Morrison’s reference to “racial beauty” and the American standards of seeing beauty only through a white prism… fair skin and blue eyes… much more strongly in the 1900s than now, gives us so much food for thought. Because in so many parts of India, even today, a woman’s beauty is equated to a fair complexion. The plethora of “whiteness” creams that have sprung up in the Indian markets over the last few decades, and their patronage, also by men in recent times, is a testimony to the Indian craze for white skin. We just have to go through our matrimonial ads to reaffirm the Indian male, or his entire family, craving for a “fair bride”. And slim too. Not only feminists, but all sensible people, have protested against the kind of pressure such stereotypes put on generations of Indian girls, blessed with healthy and glossy brown skin, but who believe that they are somehow wanting in that questionable department of ‘beauty’. Slowly but surely this beauty myth places and then tightens its vice-like grip around their insecurity, resulting in their rejection of themselves, for something as silly and stupid as not being born with a fair skin! The loss of self-esteem that can follow in the minds and hearts of millions of such women can have horrific consequences and leave them all broken inside.
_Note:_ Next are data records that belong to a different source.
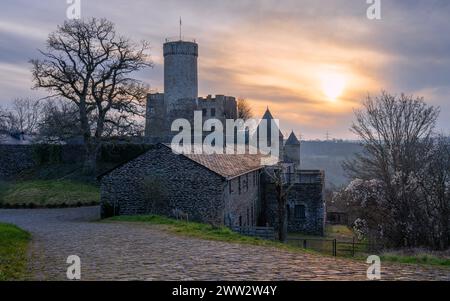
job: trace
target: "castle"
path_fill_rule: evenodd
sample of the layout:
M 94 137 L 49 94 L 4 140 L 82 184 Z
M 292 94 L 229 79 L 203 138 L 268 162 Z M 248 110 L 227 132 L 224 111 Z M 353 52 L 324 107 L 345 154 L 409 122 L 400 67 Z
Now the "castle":
M 150 141 L 170 142 L 175 119 L 193 121 L 193 112 L 203 119 L 225 123 L 237 119 L 236 98 L 224 95 L 198 97 L 198 45 L 195 41 L 166 40 L 164 53 L 164 93 L 147 97 L 145 135 Z
M 229 227 L 277 227 L 278 203 L 273 179 L 261 155 L 177 154 L 169 144 L 176 119 L 193 122 L 194 111 L 206 121 L 237 119 L 235 97 L 198 97 L 198 54 L 195 41 L 166 40 L 164 93 L 147 97 L 146 140 L 153 147 L 101 177 L 102 216 L 183 212 L 193 220 Z M 267 108 L 263 120 L 273 118 Z M 267 128 L 271 131 L 270 123 Z M 324 173 L 300 169 L 300 141 L 292 132 L 284 141 L 278 129 L 286 185 L 288 230 L 323 234 Z M 269 141 L 270 143 L 270 141 Z

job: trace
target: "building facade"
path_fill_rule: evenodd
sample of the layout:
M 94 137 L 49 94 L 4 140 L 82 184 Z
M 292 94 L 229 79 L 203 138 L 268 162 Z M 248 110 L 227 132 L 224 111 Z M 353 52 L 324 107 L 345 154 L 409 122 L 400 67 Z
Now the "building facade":
M 277 227 L 277 195 L 261 155 L 177 154 L 164 144 L 177 133 L 171 131 L 172 122 L 182 118 L 193 124 L 195 111 L 203 122 L 218 119 L 225 125 L 238 118 L 234 97 L 198 97 L 198 50 L 194 41 L 164 44 L 164 93 L 147 97 L 145 134 L 154 147 L 102 176 L 102 216 L 183 212 L 191 220 L 229 227 Z M 276 125 L 278 135 L 271 137 L 269 108 L 262 120 L 267 121 L 266 146 L 278 145 L 276 160 L 290 179 L 286 185 L 292 186 L 286 208 L 289 231 L 323 234 L 323 172 L 300 169 L 300 142 L 293 132 L 285 143 Z M 246 132 L 246 143 L 254 135 L 259 143 L 259 132 Z
M 254 226 L 259 162 L 256 155 L 176 154 L 157 144 L 101 176 L 101 215 L 182 212 L 198 222 Z

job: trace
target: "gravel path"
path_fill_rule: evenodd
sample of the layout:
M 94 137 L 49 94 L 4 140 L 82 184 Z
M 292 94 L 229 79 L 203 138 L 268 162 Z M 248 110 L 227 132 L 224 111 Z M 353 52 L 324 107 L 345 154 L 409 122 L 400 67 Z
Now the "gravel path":
M 82 280 L 366 280 L 364 262 L 103 223 L 98 214 L 98 207 L 4 209 L 0 221 L 32 233 L 34 280 L 65 280 L 69 255 L 81 258 Z M 386 264 L 382 279 L 450 280 L 450 269 Z

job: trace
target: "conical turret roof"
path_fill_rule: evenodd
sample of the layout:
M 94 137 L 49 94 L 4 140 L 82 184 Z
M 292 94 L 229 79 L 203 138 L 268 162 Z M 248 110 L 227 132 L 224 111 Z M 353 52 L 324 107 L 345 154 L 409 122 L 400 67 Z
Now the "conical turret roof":
M 266 112 L 264 113 L 264 115 L 261 119 L 265 119 L 265 120 L 273 119 L 273 116 L 272 116 L 272 113 L 270 113 L 269 107 L 267 107 Z
M 271 120 L 275 119 L 273 118 L 272 113 L 269 110 L 269 107 L 267 107 L 266 112 L 264 113 L 263 117 L 261 118 L 262 120 L 267 120 L 267 133 L 269 135 L 269 133 L 271 132 L 271 128 L 272 128 L 272 123 L 270 122 Z M 278 135 L 280 137 L 284 137 L 283 133 L 281 132 L 280 128 L 277 126 L 278 128 Z M 269 138 L 270 139 L 270 138 Z
M 286 145 L 300 145 L 300 141 L 295 136 L 294 131 L 291 132 L 289 138 L 286 140 Z

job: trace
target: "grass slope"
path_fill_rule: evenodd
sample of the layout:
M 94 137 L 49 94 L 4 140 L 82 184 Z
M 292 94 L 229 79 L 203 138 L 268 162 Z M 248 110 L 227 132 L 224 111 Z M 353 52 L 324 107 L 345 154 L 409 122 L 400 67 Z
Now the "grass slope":
M 382 261 L 408 263 L 408 264 L 426 264 L 436 266 L 450 267 L 450 258 L 441 258 L 430 254 L 418 254 L 418 255 L 397 255 L 397 254 L 384 254 L 381 257 Z
M 207 239 L 207 240 L 215 240 L 215 241 L 225 241 L 225 242 L 234 242 L 234 243 L 242 243 L 242 244 L 250 244 L 257 246 L 268 246 L 268 247 L 277 247 L 281 249 L 286 249 L 290 251 L 298 251 L 298 252 L 308 252 L 315 253 L 309 250 L 303 250 L 297 247 L 293 247 L 287 244 L 282 244 L 276 241 L 264 240 L 257 237 L 249 237 L 240 235 L 236 232 L 231 231 L 227 227 L 213 227 L 208 224 L 195 223 L 195 222 L 185 222 L 178 221 L 175 219 L 158 216 L 158 215 L 137 215 L 137 216 L 115 216 L 104 221 L 118 221 L 118 222 L 141 222 L 152 225 L 160 225 L 164 229 L 168 230 L 171 233 Z
M 0 223 L 0 281 L 25 278 L 29 241 L 28 232 Z
M 96 204 L 98 187 L 69 180 L 35 180 L 0 184 L 3 207 L 64 207 Z

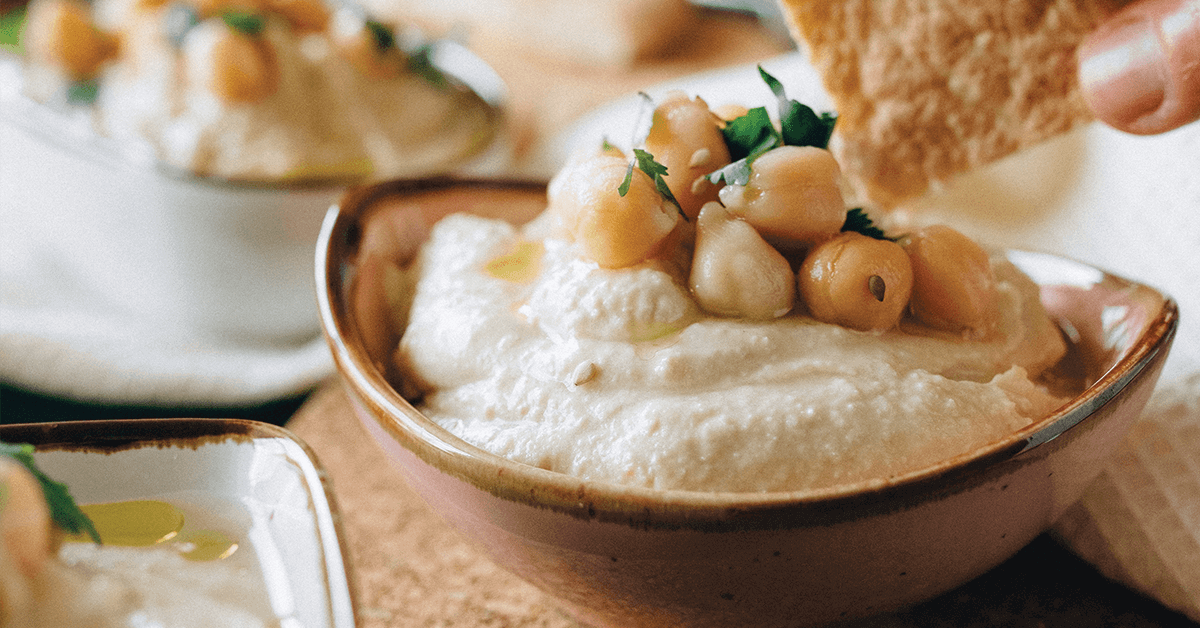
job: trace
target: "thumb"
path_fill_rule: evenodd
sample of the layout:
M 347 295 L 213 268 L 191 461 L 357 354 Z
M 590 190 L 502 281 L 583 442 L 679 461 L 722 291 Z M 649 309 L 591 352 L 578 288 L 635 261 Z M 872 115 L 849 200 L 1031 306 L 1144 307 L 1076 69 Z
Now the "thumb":
M 1142 0 L 1079 47 L 1084 100 L 1102 122 L 1149 135 L 1200 118 L 1200 0 Z

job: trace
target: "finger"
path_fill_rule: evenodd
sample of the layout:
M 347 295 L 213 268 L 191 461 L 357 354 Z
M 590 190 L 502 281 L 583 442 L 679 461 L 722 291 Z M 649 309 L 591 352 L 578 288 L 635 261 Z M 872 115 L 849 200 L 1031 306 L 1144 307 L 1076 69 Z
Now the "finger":
M 1083 97 L 1101 121 L 1139 135 L 1200 119 L 1200 0 L 1143 0 L 1079 48 Z

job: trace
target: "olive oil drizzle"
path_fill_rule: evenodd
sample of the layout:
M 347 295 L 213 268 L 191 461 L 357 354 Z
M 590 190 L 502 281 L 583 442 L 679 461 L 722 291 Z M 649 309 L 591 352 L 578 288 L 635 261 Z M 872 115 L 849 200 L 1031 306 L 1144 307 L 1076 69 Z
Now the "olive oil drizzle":
M 219 530 L 190 529 L 179 507 L 156 499 L 86 504 L 80 509 L 92 520 L 100 541 L 120 547 L 164 546 L 192 561 L 224 560 L 238 543 Z M 83 534 L 68 535 L 70 543 L 90 543 Z

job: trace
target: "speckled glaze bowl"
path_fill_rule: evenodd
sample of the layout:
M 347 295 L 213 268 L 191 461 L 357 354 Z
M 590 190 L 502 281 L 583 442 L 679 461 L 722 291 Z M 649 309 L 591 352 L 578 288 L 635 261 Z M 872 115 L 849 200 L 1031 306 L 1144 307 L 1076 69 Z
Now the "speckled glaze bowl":
M 790 493 L 657 491 L 510 462 L 398 393 L 386 290 L 453 211 L 528 220 L 545 188 L 451 180 L 354 190 L 317 249 L 322 324 L 368 431 L 496 563 L 595 626 L 808 626 L 894 610 L 987 571 L 1045 531 L 1146 403 L 1175 303 L 1070 260 L 1012 251 L 1072 341 L 1086 389 L 1008 438 L 907 475 Z

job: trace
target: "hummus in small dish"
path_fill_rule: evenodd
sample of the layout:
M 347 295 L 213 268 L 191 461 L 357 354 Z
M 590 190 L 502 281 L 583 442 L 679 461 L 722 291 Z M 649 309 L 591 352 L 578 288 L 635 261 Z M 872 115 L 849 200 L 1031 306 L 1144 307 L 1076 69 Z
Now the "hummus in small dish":
M 708 492 L 886 480 L 1063 403 L 1033 281 L 948 228 L 847 211 L 827 133 L 748 160 L 705 147 L 757 115 L 669 98 L 652 151 L 568 164 L 534 221 L 438 222 L 394 282 L 402 392 L 511 460 Z
M 0 441 L 0 626 L 354 625 L 336 506 L 282 428 L 80 421 Z

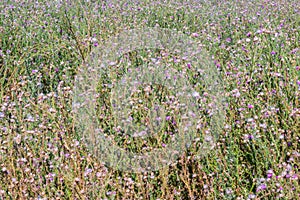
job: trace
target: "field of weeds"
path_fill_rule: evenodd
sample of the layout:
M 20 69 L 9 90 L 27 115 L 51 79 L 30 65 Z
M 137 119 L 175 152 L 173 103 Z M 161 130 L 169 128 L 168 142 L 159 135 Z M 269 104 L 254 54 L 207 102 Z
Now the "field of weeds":
M 299 57 L 297 0 L 2 0 L 0 199 L 300 199 Z

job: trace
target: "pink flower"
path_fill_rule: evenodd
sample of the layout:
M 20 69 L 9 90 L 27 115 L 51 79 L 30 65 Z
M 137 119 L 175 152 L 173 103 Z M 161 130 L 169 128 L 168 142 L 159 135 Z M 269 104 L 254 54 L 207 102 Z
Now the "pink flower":
M 192 37 L 198 37 L 199 36 L 199 34 L 198 33 L 192 33 L 192 35 L 191 35 Z
M 248 108 L 252 109 L 254 106 L 252 104 L 248 104 Z

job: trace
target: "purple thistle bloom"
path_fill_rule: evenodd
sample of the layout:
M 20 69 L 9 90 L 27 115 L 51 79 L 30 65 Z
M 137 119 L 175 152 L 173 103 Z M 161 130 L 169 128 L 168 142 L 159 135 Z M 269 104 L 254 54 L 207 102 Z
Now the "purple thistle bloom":
M 268 178 L 272 178 L 273 174 L 272 173 L 268 173 L 267 177 Z
M 285 178 L 290 178 L 290 177 L 291 177 L 290 174 L 285 175 Z
M 198 37 L 199 36 L 199 34 L 198 33 L 192 33 L 192 35 L 191 35 L 192 37 Z
M 272 178 L 273 174 L 274 174 L 273 170 L 270 169 L 270 170 L 267 171 L 267 177 L 268 178 Z
M 92 173 L 92 171 L 93 171 L 93 170 L 90 169 L 90 168 L 86 169 L 85 172 L 84 172 L 84 176 L 89 175 L 90 173 Z
M 267 189 L 267 186 L 265 184 L 261 184 L 260 186 L 257 187 L 256 192 L 260 191 L 260 190 L 265 190 Z
M 252 109 L 254 106 L 252 104 L 248 104 L 248 108 Z
M 298 175 L 297 175 L 297 174 L 294 174 L 294 175 L 292 176 L 292 179 L 293 179 L 293 180 L 297 180 L 297 179 L 298 179 Z
M 188 64 L 187 64 L 187 67 L 188 67 L 189 69 L 191 69 L 191 66 L 192 66 L 191 63 L 188 63 Z

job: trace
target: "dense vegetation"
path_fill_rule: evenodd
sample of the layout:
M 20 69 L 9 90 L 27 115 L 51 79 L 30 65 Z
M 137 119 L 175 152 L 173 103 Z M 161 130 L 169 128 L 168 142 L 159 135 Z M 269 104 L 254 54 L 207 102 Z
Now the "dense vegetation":
M 181 31 L 201 43 L 227 104 L 213 150 L 198 157 L 195 144 L 173 165 L 133 173 L 89 151 L 71 111 L 74 79 L 90 53 L 140 27 Z M 123 60 L 138 65 L 163 53 L 129 52 Z M 296 0 L 2 0 L 0 199 L 299 199 L 299 55 Z M 100 94 L 101 106 L 109 93 Z M 102 128 L 116 132 L 108 135 L 139 151 L 143 139 L 118 135 L 110 107 L 102 108 Z

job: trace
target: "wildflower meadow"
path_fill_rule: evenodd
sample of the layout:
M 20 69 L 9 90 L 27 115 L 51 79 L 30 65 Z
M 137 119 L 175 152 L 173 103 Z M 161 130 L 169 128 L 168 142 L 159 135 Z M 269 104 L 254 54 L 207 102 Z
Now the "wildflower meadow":
M 0 1 L 0 199 L 300 199 L 300 1 Z

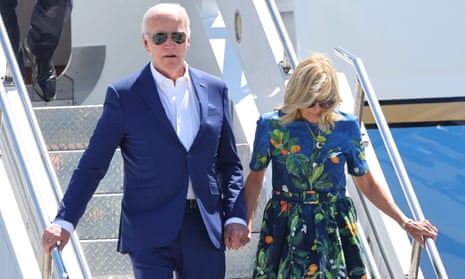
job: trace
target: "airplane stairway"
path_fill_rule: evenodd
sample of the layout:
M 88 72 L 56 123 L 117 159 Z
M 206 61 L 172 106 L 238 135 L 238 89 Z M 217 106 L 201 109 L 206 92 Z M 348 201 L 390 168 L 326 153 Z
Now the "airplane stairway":
M 83 13 L 84 10 L 80 10 L 84 9 L 85 3 L 83 2 L 85 1 L 90 0 L 76 3 L 74 27 L 81 26 L 83 22 L 79 20 L 84 21 L 86 18 L 83 16 L 86 14 Z M 282 42 L 277 39 L 278 36 L 276 33 L 278 32 L 276 30 L 270 31 L 267 29 L 265 32 L 263 28 L 265 25 L 269 26 L 271 22 L 271 16 L 263 1 L 205 0 L 196 3 L 195 1 L 184 0 L 180 2 L 190 12 L 191 24 L 193 25 L 192 30 L 196 32 L 195 38 L 197 38 L 197 44 L 191 45 L 187 60 L 192 66 L 206 69 L 223 77 L 230 87 L 233 106 L 233 128 L 236 132 L 239 155 L 244 162 L 245 175 L 247 175 L 247 162 L 250 161 L 250 146 L 253 141 L 255 120 L 259 113 L 269 111 L 273 106 L 281 102 L 286 79 L 286 73 L 283 71 L 282 65 L 280 65 L 280 59 L 283 58 L 285 52 L 281 44 Z M 267 1 L 267 3 L 271 2 Z M 218 25 L 219 21 L 223 21 L 223 25 Z M 95 28 L 99 26 L 99 23 L 94 24 Z M 73 34 L 80 34 L 79 32 L 82 31 L 76 28 Z M 79 37 L 76 35 L 74 39 L 78 41 L 85 38 L 88 38 L 88 36 Z M 79 45 L 81 45 L 82 49 L 86 49 L 86 44 L 82 41 Z M 218 48 L 215 45 L 223 45 L 224 47 Z M 123 47 L 125 51 L 130 51 L 128 46 L 125 45 Z M 257 49 L 260 50 L 259 53 Z M 135 53 L 140 53 L 141 51 L 140 49 L 136 49 Z M 96 56 L 101 57 L 100 52 L 98 53 L 99 55 Z M 73 55 L 75 58 L 77 57 L 76 53 Z M 110 51 L 106 52 L 105 55 L 108 55 L 108 57 L 105 57 L 107 59 L 105 61 L 120 62 L 120 57 L 110 57 L 112 55 Z M 73 58 L 73 61 L 78 60 L 80 59 Z M 205 62 L 205 60 L 208 61 Z M 145 58 L 143 63 L 146 63 Z M 106 64 L 102 63 L 102 65 Z M 73 67 L 70 68 L 75 69 Z M 121 69 L 118 68 L 117 70 Z M 124 70 L 126 71 L 127 69 Z M 93 89 L 94 91 L 98 91 L 98 93 L 94 94 L 94 92 L 90 92 L 91 90 L 80 90 L 79 81 L 86 79 L 73 78 L 76 77 L 76 73 L 80 72 L 82 71 L 71 71 L 68 69 L 68 72 L 64 75 L 75 82 L 74 93 L 76 94 L 71 94 L 71 96 L 74 96 L 74 99 L 69 102 L 73 105 L 52 106 L 50 104 L 33 109 L 43 136 L 47 154 L 56 173 L 57 185 L 60 185 L 61 191 L 65 190 L 72 171 L 77 166 L 78 160 L 88 144 L 89 137 L 102 111 L 102 106 L 95 104 L 97 101 L 93 104 L 81 104 L 81 101 L 94 102 L 93 100 L 101 100 L 100 95 L 98 95 L 99 97 L 96 96 L 104 92 L 100 83 L 109 79 L 110 76 L 106 68 L 102 70 L 102 76 L 97 86 Z M 68 74 L 71 76 L 68 76 Z M 115 74 L 115 72 L 113 71 L 112 74 Z M 117 74 L 119 75 L 119 73 Z M 114 79 L 116 77 L 112 77 L 111 80 Z M 351 90 L 347 89 L 348 84 L 343 74 L 341 75 L 341 80 L 343 83 L 342 87 L 345 90 L 344 94 L 347 94 L 345 100 L 351 100 Z M 19 89 L 20 91 L 26 91 L 24 88 Z M 80 91 L 85 91 L 90 97 L 86 99 L 87 95 L 79 96 L 77 93 Z M 346 104 L 346 107 L 348 110 L 353 109 L 351 104 Z M 91 199 L 83 218 L 76 228 L 79 239 L 78 246 L 82 247 L 92 278 L 133 278 L 128 257 L 116 252 L 123 185 L 122 175 L 122 160 L 119 151 L 117 151 L 108 173 L 100 183 L 97 192 Z M 262 195 L 258 212 L 262 211 L 267 197 L 269 197 L 266 191 L 271 187 L 270 172 L 267 172 L 266 179 L 264 194 Z M 47 183 L 40 182 L 37 184 L 47 189 L 52 188 Z M 354 194 L 354 198 L 358 200 L 355 191 L 349 190 L 349 192 Z M 365 209 L 370 213 L 368 219 L 371 219 L 371 221 L 375 220 L 376 224 L 366 221 Z M 386 220 L 386 217 L 382 216 L 376 209 L 362 207 L 358 211 L 362 213 L 360 214 L 361 227 L 366 230 L 367 240 L 370 245 L 368 248 L 372 248 L 377 253 L 375 255 L 376 261 L 377 265 L 381 267 L 380 270 L 382 273 L 391 275 L 405 274 L 404 270 L 406 270 L 405 266 L 408 265 L 408 260 L 404 261 L 402 266 L 397 262 L 398 258 L 408 258 L 408 255 L 401 255 L 401 248 L 404 247 L 394 247 L 395 245 L 392 245 L 392 243 L 396 243 L 396 239 L 389 239 L 388 235 L 386 235 L 386 238 L 380 238 L 381 241 L 376 241 L 374 232 L 372 231 L 373 228 L 377 228 L 386 233 L 390 232 L 390 235 L 392 235 L 393 232 L 398 230 L 398 226 L 395 226 L 392 221 Z M 48 217 L 53 218 L 53 210 L 48 210 L 47 212 Z M 226 278 L 248 278 L 251 276 L 255 261 L 255 247 L 260 228 L 260 219 L 261 215 L 258 214 L 255 217 L 253 239 L 250 244 L 239 251 L 227 251 Z M 403 246 L 409 246 L 405 233 L 401 230 L 399 231 L 401 235 L 397 239 L 402 239 L 402 243 L 406 244 Z M 40 230 L 37 230 L 36 233 L 40 232 Z M 387 252 L 390 253 L 386 254 Z M 390 263 L 385 263 L 386 260 Z M 396 272 L 392 272 L 393 267 L 396 269 Z

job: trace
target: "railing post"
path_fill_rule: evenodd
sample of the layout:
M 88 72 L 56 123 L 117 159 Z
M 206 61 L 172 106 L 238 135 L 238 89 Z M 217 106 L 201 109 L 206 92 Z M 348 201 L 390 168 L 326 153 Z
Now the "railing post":
M 44 258 L 42 260 L 42 279 L 51 279 L 52 278 L 52 256 L 50 254 L 44 253 Z
M 410 257 L 410 270 L 408 272 L 408 279 L 417 279 L 418 270 L 420 266 L 421 246 L 417 241 L 413 241 L 412 255 Z
M 59 279 L 69 279 L 68 272 L 61 261 L 61 252 L 58 250 L 58 247 L 54 247 L 50 254 L 44 253 L 44 258 L 42 260 L 42 279 L 52 279 L 52 261 L 56 260 L 55 267 L 58 272 Z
The cover story of this issue is on depression. Rejection of oneself because of external appearance, and that too based on misplaced and warped notions of beauty, can also, and I’m sure does, result in depression.
As women… mothers, wives, sisters, daughters, aunts, etc, let’s come together in our family lives to firmly and forcefully reject this ridiculous stereotype… that fair and slim is beautiful. Let’s reaffirm and reiterate that while a brown/black skin can be stunningly beautiful, what makes a woman’s persona is not just her appearance, but her intelligence, her wit, the sparkle in her eye, the kindness in her heart… and a hundred other qualities which make a woman so special!